🎉 All 30 days are live — the full DSA-30 course, from Big-O to System Design. See the roadmap →
Day 28 - System Design 101Scaling & Trade-offs

Scaling & Trade-offs

A design that works for 1,000 users and a design that works for 100 million are different machines. This page is about the moves you make to cross that gap — and, more importantly, the trade-offs each move forces on you. Every scaling technique buys you something and charges you something. Naming the charge is what scores points.

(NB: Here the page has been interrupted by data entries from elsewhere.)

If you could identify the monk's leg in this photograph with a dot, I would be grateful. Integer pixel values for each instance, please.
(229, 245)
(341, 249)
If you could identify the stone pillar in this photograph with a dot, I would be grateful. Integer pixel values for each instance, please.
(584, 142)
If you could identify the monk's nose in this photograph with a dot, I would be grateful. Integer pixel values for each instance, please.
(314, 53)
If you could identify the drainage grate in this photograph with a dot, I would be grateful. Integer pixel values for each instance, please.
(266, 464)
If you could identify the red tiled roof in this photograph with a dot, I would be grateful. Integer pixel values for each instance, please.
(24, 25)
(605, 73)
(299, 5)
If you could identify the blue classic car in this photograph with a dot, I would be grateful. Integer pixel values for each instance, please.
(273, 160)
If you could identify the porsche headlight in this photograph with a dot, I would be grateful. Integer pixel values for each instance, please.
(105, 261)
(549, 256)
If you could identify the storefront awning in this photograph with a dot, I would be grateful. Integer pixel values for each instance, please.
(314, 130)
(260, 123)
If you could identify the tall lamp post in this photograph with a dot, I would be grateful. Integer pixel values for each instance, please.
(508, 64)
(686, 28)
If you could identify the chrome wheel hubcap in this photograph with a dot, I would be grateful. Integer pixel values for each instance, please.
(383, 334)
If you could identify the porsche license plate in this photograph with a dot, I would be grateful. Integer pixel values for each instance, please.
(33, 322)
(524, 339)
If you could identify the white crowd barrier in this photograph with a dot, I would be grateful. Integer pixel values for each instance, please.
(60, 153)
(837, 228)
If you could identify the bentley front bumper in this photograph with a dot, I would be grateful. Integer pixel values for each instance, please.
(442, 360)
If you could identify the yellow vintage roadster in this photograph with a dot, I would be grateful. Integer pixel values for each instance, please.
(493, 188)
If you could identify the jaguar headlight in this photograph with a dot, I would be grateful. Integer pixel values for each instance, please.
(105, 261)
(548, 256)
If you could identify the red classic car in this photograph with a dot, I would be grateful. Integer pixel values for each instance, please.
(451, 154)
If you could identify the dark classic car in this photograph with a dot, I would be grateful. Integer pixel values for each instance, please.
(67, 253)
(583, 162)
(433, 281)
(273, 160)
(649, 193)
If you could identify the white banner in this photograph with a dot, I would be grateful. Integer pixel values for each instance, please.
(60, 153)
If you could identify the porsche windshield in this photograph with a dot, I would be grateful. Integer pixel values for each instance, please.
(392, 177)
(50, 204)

Vertical vs horizontal scaling

There are exactly two ways to handle more load:

Scale up (a bigger box) vs scale out (more boxes)
buy biggerServer4 CPU / 16 GBSame Server64 CPU / 512 GBLoad BalancerServerServerServer
Left: vertical scaling — replace the box with a beefier one. Right: horizontal scaling — add identical boxes behind a load balancer. Vertical is simpler but hits a hard ceiling; horizontal is the only path to true scale.
Vertical (scale up)Horizontal (scale out)
Movebigger CPU / more RAM on one machinemore machines behind a load balancer
Prosdead simple, no code changes, no distributed-systems problems(almost) unlimited ceiling, fault-tolerant (one dies, others serve)
Conshard ceiling (biggest box money can buy), single point of failure, cost grows super-linearlyrequires statelessness, a load balancer, and you inherit distributed-systems pain
Verdictthe right first movethe only path past one machine’s limits

The golden rule that makes horizontal scaling possible: keep app servers stateless. If a server stores session data in its own memory, requests must return to that exact server (sticky sessions) — and when it dies, that state is gone. Push all state out of the app server into a shared store (Redis, the database). Then every server is interchangeable, the load balancer can route anywhere, and adding capacity is just adding boxes.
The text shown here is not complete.